Albert Jurquet est chef de division à la préfecture de Mende, en Lozère. Dès le 26/07/1914 et jusqu’au 31/12/1918, il tient un journal (1). Le 2 août, il a 49 ans et la conscience qu’un événement militaire historique se prépare. Jour après jour, il note « ce qu’il voit autour de lui et ce qu’il ressent ». Le 7 septembre, il est révolté par le comportement de certains Mendois qui refusent d’accueillir les premiers réfugiés de la guerre. Cet « égoïsme bourgeois » le décide : « Le vase est plein. J’écris ». Né d’un père maçon et d’une mère sans profession, il devient instituteur. En 1886, il fait son service militaire dans le 122e de ligne avec le grade de sergent fourrier. Revenu à la vie civile, en 1889, il effectue des périodes dans les régiments territoriaux d’infanterie d’où il sera libéré le 1er novembre 1911 avec le grade de lieutenant. En 1899, il épouse Éva Bilanges, institutrice suppléante, dont il aura 3 enfants. C’est l’aînée, Rose, qui héritera des 53 dossiers de son journal – un par mois – et les gardera précieusement au fond d’un placard jusqu’à leur découverte, en 1980. L’homme connaît bien les 4 territoires de son « Gévaudan » : Cévennes protestantes, Margeride, Aubrac et Causses catholiques. Les Cévennes sont fidèles à « la Révolution et à la République », les autres se sentent obligés « de ne pas faiblir devant la résistance séculaire des huguenots ». Albert Jurquet aura deux ennemis : les cléricaux et les Anglais. À la Préfecture, il est chargé du dossier des réfugiés et côtoie les grands élus de Lozère : De Las Cases, sénateur catholique, Monestier, député radical, Ribot, président du Conseil, Joly, maire de Mende.
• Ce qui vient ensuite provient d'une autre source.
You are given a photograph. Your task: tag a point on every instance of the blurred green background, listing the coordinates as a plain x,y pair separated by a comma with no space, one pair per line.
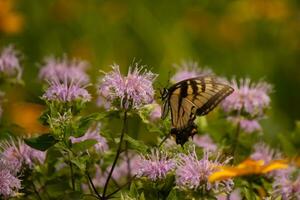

L’équipe de Rémy Cazals a dû se régaler à la lecture de tous ces feuillets descriptifs et caustiques d’un observateur infatigable qui décrit une société rurale terriblement secouée par les drames d’une guerre interminable et les arrivées quotidiennes de blessés dans les 8 hôpitaux militaires provisoires du département. Un ouvrage remarquable sur la vie sociale d’un pays, à l’arrière-front, en temps de guerre.

(1) «Guerre à Mende – Journal de l’arrière-front 1914-1918» de Jean Guiloineau – 330 pages – janvier 2014 – Editions Privat.